Minister Didier Reynders (MR) liet gisteren weten dat de grote federale kunstinstellingen de helft minder moeten besparen dan ze tot nu toe vreesden. "Het is nooit de bedoeling geweest om die lineaire maatregel uit het regeerakkoord ook in de cultuurhuizen door te voeren", beweert hij.

Bij De Munt, Bozar en het Nationale Orkest wilde men nog niet reageren op het nieuws. "Eerst de rekening opnieuw maken en de zaken intern bespreken", klinkt het. Bij Groen is men alvast niet overtuigd: "'Een half pakske slaag' is nog steeds slaag. Het lijkt een heel doorzichtige tactiek om eerst extreem zware besparingen aan te kondigen en die dan te milderen, waardoor de, toch nog vrij fundamentele, besparingen vlotter de strot doorgaan."
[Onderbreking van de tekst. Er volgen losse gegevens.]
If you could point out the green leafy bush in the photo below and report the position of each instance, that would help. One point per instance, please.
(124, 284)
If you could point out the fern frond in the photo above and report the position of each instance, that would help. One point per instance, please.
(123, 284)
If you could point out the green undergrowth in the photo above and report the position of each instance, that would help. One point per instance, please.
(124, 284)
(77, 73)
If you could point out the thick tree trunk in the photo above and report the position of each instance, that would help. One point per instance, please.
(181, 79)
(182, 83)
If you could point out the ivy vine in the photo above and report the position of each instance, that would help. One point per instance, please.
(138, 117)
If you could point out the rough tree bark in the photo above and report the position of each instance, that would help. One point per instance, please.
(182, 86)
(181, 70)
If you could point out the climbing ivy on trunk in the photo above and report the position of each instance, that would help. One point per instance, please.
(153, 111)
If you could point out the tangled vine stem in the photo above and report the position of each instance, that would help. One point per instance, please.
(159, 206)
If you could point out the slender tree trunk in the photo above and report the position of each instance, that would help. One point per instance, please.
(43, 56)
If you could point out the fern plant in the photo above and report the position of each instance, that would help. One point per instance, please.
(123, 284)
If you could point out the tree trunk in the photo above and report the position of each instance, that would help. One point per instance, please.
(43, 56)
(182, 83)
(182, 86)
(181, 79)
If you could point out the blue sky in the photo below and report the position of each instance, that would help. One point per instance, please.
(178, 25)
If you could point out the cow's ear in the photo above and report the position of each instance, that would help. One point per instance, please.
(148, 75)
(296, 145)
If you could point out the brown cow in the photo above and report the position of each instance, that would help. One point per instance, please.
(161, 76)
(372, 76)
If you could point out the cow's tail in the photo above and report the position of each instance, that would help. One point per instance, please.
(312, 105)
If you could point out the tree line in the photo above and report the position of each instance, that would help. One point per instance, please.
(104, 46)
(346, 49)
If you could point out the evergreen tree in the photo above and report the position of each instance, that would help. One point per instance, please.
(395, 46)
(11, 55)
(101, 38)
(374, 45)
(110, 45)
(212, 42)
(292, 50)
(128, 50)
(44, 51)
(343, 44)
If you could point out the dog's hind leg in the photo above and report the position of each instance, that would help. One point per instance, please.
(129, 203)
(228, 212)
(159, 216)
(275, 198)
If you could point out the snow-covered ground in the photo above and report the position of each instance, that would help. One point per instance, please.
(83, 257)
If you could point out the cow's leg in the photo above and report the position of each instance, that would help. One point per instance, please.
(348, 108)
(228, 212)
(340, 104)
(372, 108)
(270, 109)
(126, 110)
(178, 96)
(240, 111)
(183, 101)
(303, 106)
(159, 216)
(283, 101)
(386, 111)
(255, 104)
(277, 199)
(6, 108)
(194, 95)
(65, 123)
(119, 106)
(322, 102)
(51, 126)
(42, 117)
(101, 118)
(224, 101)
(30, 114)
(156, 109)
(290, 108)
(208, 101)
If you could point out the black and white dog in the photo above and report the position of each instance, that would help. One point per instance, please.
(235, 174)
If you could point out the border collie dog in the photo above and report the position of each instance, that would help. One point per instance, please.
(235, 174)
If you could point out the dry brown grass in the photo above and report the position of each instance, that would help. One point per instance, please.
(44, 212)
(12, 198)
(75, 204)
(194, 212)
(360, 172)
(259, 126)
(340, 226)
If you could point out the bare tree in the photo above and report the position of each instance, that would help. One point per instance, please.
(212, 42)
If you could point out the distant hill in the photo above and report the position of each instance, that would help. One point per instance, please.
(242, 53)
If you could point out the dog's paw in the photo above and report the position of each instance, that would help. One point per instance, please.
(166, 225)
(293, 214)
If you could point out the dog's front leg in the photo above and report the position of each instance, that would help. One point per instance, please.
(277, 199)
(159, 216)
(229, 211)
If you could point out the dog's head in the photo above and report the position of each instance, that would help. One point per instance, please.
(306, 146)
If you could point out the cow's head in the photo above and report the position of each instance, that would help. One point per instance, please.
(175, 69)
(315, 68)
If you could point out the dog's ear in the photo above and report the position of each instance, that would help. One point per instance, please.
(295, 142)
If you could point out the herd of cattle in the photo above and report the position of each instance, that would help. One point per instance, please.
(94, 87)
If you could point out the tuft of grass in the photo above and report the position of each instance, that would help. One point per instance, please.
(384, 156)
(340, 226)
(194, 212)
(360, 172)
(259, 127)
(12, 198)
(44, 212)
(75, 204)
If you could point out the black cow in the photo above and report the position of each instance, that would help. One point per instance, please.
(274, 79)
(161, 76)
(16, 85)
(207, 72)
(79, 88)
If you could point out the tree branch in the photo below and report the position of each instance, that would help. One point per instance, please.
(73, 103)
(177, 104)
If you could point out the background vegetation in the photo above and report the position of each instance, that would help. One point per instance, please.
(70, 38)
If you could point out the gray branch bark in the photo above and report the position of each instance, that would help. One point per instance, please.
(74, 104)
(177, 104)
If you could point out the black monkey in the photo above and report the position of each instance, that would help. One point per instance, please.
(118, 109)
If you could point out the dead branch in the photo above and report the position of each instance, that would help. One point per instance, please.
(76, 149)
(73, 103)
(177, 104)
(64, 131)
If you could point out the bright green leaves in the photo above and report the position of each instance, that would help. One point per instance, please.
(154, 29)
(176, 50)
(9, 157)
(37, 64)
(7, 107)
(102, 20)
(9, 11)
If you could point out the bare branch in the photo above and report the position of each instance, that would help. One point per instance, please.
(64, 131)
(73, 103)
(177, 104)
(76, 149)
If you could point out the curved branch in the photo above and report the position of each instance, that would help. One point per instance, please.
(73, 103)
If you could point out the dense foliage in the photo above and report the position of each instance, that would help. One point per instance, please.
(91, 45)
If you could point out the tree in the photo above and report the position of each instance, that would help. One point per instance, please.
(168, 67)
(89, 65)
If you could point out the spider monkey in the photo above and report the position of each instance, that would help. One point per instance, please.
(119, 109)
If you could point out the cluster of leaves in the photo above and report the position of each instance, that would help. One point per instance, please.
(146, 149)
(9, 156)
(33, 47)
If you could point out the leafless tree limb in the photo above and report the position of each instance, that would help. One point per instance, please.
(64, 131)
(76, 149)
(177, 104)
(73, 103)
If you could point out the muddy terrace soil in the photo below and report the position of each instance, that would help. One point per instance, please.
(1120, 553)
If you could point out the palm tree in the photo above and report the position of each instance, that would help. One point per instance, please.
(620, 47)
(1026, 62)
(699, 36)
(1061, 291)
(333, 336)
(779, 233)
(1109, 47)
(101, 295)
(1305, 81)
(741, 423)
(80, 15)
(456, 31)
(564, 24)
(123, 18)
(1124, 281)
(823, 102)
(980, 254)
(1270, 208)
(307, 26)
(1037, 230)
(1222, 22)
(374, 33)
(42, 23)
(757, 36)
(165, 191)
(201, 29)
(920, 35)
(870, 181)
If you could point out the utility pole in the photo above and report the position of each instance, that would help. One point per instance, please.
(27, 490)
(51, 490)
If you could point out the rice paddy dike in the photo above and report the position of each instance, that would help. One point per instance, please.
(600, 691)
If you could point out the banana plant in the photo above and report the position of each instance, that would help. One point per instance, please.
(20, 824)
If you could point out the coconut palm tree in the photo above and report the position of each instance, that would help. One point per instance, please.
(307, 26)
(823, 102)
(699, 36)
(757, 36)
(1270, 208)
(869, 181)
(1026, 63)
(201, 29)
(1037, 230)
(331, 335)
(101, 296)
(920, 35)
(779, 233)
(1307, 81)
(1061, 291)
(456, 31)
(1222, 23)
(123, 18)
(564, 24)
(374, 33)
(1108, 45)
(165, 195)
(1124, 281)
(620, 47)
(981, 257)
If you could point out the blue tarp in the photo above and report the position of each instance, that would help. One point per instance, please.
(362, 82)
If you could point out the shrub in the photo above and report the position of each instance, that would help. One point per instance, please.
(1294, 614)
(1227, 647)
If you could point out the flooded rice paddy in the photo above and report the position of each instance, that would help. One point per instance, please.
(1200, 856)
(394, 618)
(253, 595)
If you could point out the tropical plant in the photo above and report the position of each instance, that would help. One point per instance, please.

En wat met de federale wetenschappelijke instellingen, zoals het Museum voor Midden-Afrika, het Koninklijk Museum voor Schone Kunsten (KMSK), de Koninklijke Bibliotheek en het Instituut voor Natuurwetenschappen? Zij vallen evenzeer onder de opgelegde besparingen voor de federale administraties. Maar hier is het niet Reynders die bevoegd is, wel staatssecretaris voor Wetenschapsbeleid Elke Sleurs (N-VA). En die is minder geneigd om de besparingen terug te schroeven.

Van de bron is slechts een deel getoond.